The grassroots fight against Academy of Art University's plans to buy the Flower Mart gained steam today as tenants and neighbors took their complaints to the press.
(This story just in from San Francisco Business Times. Thanks to Sarah Duxbury for researching and writing this piece)
At issue was a Christmas Eve eviction letter which ordered 30 tenants to vacate their properties by February 29, 2008, two months earlier than previously required. Six of those businesses have been able to shrink their shops and find space at the other side of the Flower Mart, which has different owners. The remainder will be forced to leave the area, which has served as a regional flower center since 1931.
The 30 affected businesses together employ about 150, but many more would be affected should this regional hub close, including flower growers, truckers, florists, wedding planners and other neighboring businesses, they said.
Academy of Art University is now prohibited from using the Flower Mart as a sculpture studio, as it had planned to do, because of a 45-day moratorium on any institutional uses in the Western SoMa region. The San Francisco Board of Supervisors is expected to extend that moratorium to two years, eventually rezoning the area to prohibit any institutional uses, which would include educational uses.
When Academy of Art University entered into contract to purchase the Flower mart, the zoning laws permitted a sculpture department there, said Sallie Huntting, a spokeswoman for the school. "Now they are trying to change the zoning," she said.
Academy of Art University was unaware that the Flower Mart owners had sent the eviction notice that accelerated tenants' move-out dates, Huntting said, adding that Elisa Stephens, the university president, is open to discussing terms with any tenant who would like to extend a lease. Nor did the school know the tenants had planned a press conference.
"If the expectation is that you don't enforce zoning, then 'land value' matters," said Sue Hestor, a land use attorney working with the Flower Mart tenants. But if the city bars Academy of Art University from operating at the site and preserves it exclusively for light industrial uses, the Flower Mart can continue.

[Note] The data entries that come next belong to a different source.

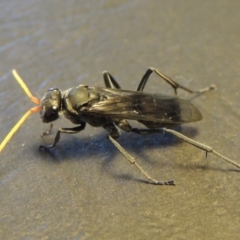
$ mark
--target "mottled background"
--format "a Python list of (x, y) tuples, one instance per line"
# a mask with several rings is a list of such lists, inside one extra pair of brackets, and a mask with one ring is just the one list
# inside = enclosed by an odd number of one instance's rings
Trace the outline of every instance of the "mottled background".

The tenants facing eviction say theirs are profitable businesses that would suffer should they be forced to move and lose the benefit of sharing a single site with many related businesses. It would be impossible to find another spot in San Francisco where they could cluster, they said, citing the perfect combination of parking and freeway accessibility at the current Sixth Street location.
"Property values have nothing to do with the long-term success of this site" as a flower market, said Patrick McCann, a Flower Mart tenant and owner of Toscana Gardens and Greenworks. The tenants say they have robust retail business to complement their wholesale business, and that means they are all-day operations and for many, revenue is growing.
McCann said he made a $17 million offer to buy the Flower Mart, but his was a five-year deal and was dismissed in favor of Academy of Art University's $15 million all-cash offer.
"The big fear is that if this goes, it will be harder for other small businesses in the area to hang on," McCann said.
Mike Ferro, owner of Fantastico, a business next door to the Flower Mart, said losing that anchor will negatively impact his business, much as he suffered when dot-coms paying higher rents pushed out factory outlet retailers in the 1990s. The he saw business decline 30 percent. It has come back since, but losing the Flower Mart might be too much, he said.
"I can't draw people myself," he said. "If we lose this, it will be the second big blow to the area ... We're the ones least able to afford another hit."
Academy of Art University has run afoul of city planning codes, with 44 violations including failure to obtain conditional use permits to change buildings that it buys into dorms, classrooms, offices and studios. The fight for the Flower Mart is the largest organized resistance the school has yet faced.